Where to Watch These Action-Filled Series
Many of the titles discussed are available on major streaming platforms, making it easier than ever to explore their aquatic and interstellar battles. You can find One Piece and Gintama on Crunchyroll, which hosts an extensive library of shonen and comedy action. Cowboy Bebop and Gurren Lagann are streaming on Netflix in many regions, alongside the Knights of Sidonia series. For mecha classics like Mobile Suit Gundam, the official GundamInfo YouTube channel often rotates entire series for free viewing. Legend of the Galactic Heroes: Die Neue These can be found on Crunchyroll and HiDive. Physical collectors and those looking for the original OVA versions should check Right Stuf Anime, which offers Blu-ray releases of many older space operas. Always verify regional availability, as licensing agreements shift.
Why These Battles Resonate Beyond the Screen
Action anime set in water and space do more than titillate with explosions and rapid cuts. They tap into fundamental human anxieties and curiosities. The deep sea is Earth’s last frontier, a dark abyss where monstrous pressure and unknown creatures evoke a primal dread. When a character sinks into that velvet blackness, it externalizes isolation in a way few other settings can. Space, conversely, represents the ultimate expansion—of ambition, of territory, of the human spirit.
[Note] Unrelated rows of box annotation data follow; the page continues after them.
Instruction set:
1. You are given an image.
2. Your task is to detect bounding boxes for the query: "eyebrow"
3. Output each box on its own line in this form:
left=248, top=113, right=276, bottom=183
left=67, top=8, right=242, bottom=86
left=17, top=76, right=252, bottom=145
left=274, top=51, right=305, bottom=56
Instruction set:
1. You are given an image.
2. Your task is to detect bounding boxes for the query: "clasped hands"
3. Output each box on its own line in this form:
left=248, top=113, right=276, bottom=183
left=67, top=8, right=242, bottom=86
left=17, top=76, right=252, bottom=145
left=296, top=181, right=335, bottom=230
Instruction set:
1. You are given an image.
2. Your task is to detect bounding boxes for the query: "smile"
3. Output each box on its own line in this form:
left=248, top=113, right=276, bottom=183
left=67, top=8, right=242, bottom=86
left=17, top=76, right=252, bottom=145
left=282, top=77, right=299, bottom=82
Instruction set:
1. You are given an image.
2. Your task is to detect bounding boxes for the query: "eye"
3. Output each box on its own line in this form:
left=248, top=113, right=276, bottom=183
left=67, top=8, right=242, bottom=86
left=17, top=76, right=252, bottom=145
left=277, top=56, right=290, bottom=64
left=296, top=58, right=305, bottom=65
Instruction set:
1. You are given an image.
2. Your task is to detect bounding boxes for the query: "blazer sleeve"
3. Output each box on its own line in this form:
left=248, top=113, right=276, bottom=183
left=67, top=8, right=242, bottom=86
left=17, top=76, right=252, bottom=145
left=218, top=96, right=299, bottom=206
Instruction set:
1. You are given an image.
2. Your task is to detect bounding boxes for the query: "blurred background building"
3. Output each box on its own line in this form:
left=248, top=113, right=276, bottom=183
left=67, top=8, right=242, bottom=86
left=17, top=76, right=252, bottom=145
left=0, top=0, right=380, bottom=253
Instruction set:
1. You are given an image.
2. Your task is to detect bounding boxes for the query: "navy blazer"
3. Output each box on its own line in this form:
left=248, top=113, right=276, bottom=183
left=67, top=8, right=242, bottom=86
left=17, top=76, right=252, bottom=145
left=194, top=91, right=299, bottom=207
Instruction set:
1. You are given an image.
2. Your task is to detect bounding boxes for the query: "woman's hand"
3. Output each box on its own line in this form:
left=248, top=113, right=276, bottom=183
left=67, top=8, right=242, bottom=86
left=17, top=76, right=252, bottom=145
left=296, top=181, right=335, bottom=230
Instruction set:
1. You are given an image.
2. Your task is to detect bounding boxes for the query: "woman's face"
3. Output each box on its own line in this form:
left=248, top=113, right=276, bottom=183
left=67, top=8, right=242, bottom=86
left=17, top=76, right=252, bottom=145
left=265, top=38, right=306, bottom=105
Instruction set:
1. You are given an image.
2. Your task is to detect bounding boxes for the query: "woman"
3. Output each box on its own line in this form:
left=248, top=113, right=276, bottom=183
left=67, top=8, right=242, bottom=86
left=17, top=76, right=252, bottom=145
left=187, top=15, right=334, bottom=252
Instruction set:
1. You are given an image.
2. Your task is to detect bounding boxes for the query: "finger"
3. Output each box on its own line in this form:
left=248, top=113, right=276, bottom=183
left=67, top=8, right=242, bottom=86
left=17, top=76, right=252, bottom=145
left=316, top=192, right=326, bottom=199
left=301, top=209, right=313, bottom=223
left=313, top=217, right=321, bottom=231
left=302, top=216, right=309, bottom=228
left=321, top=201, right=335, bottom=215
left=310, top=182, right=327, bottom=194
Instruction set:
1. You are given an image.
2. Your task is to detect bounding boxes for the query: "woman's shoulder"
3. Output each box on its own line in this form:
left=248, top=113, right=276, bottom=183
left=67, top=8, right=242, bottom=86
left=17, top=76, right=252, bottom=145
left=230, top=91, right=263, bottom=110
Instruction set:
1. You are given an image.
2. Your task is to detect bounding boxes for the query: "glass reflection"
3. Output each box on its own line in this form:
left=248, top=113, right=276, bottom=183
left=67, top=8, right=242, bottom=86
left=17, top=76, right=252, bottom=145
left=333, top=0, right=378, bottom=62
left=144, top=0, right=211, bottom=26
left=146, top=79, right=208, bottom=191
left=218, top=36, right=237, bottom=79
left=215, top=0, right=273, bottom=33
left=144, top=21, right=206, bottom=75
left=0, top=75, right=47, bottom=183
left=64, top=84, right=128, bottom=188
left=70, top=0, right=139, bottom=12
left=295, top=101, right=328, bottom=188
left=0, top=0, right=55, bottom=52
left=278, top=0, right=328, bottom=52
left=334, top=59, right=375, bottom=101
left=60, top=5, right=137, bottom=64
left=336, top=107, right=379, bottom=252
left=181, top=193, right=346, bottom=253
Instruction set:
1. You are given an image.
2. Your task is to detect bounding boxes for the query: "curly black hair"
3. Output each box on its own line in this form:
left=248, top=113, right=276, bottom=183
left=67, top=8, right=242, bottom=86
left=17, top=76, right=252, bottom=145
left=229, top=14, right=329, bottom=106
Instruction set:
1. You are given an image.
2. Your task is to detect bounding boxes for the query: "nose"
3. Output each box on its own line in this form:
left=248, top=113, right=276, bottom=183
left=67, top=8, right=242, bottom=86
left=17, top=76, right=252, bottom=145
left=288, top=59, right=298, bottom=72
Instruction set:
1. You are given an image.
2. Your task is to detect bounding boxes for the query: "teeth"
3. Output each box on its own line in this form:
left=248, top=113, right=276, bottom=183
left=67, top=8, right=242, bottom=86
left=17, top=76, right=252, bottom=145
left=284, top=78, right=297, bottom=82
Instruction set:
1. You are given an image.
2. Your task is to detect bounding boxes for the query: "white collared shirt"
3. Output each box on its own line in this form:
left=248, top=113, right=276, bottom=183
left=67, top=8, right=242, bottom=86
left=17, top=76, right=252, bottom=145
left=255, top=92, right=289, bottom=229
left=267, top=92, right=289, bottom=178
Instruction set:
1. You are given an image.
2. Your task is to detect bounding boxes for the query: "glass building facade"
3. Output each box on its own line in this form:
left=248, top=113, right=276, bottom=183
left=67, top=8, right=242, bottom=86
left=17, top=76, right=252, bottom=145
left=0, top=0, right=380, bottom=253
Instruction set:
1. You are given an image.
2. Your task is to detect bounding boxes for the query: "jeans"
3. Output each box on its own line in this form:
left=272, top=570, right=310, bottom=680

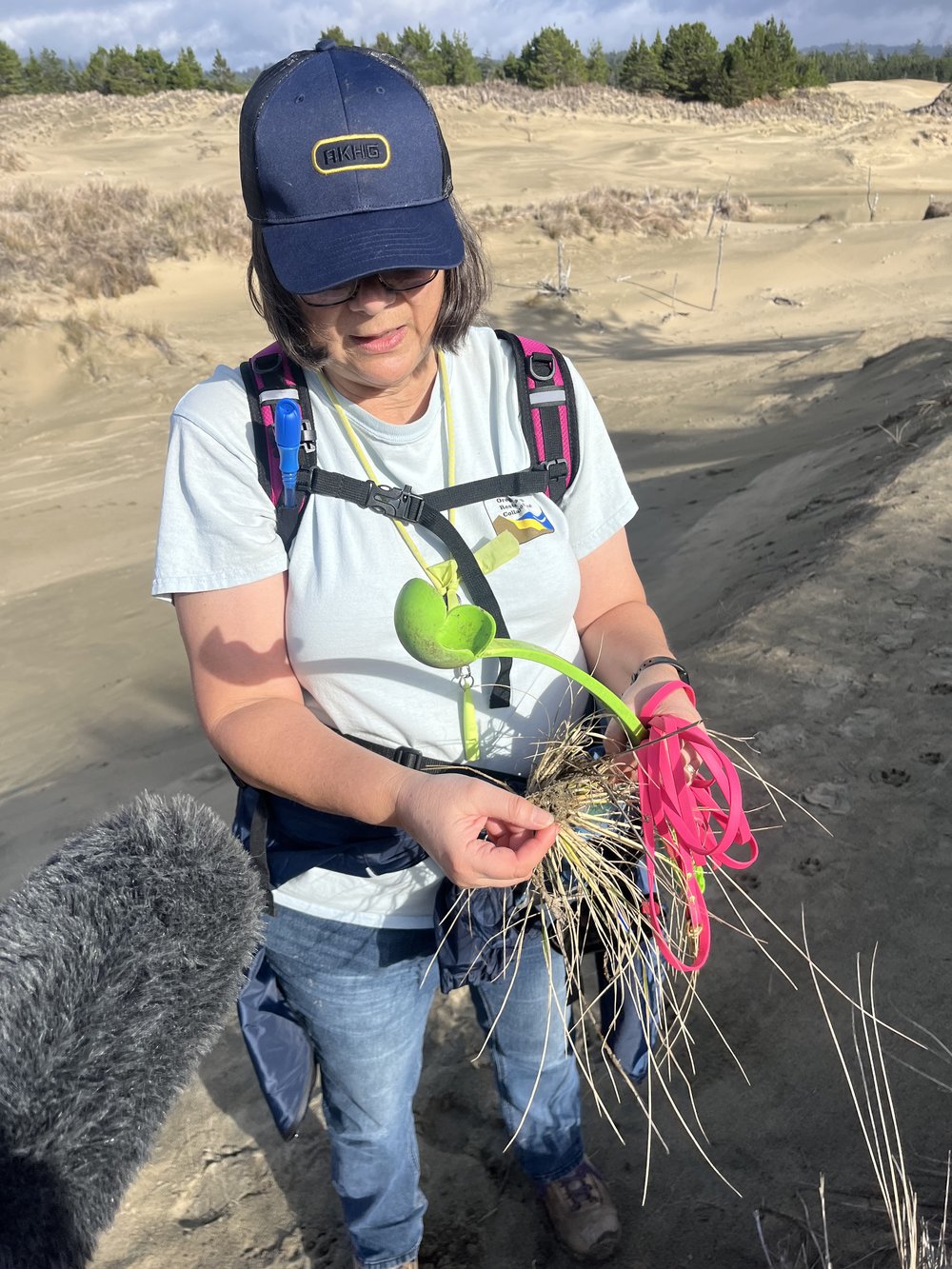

Battles in orbit often become conflicts of ideologies, pitting worldviews against each other with the void as witness. When you watch the silent light of a distant explosion from a viewing deck, it’s a reminder of how fragile life is. These layers of meaning elevate the action from mere spectacle to something that stays with you long after the credits roll. Whether you’re drawn to the tactical chess of a fleet engagement or the intimate terror of a flooded corridor, the best anime in these genres prove that the most compelling arenas are those where the environment itself is an adversary. The medium continues to push what is possible visually, and with each new release, the oceans and the cosmos yield fresh, stunning ways to tell stories of conflict and courage.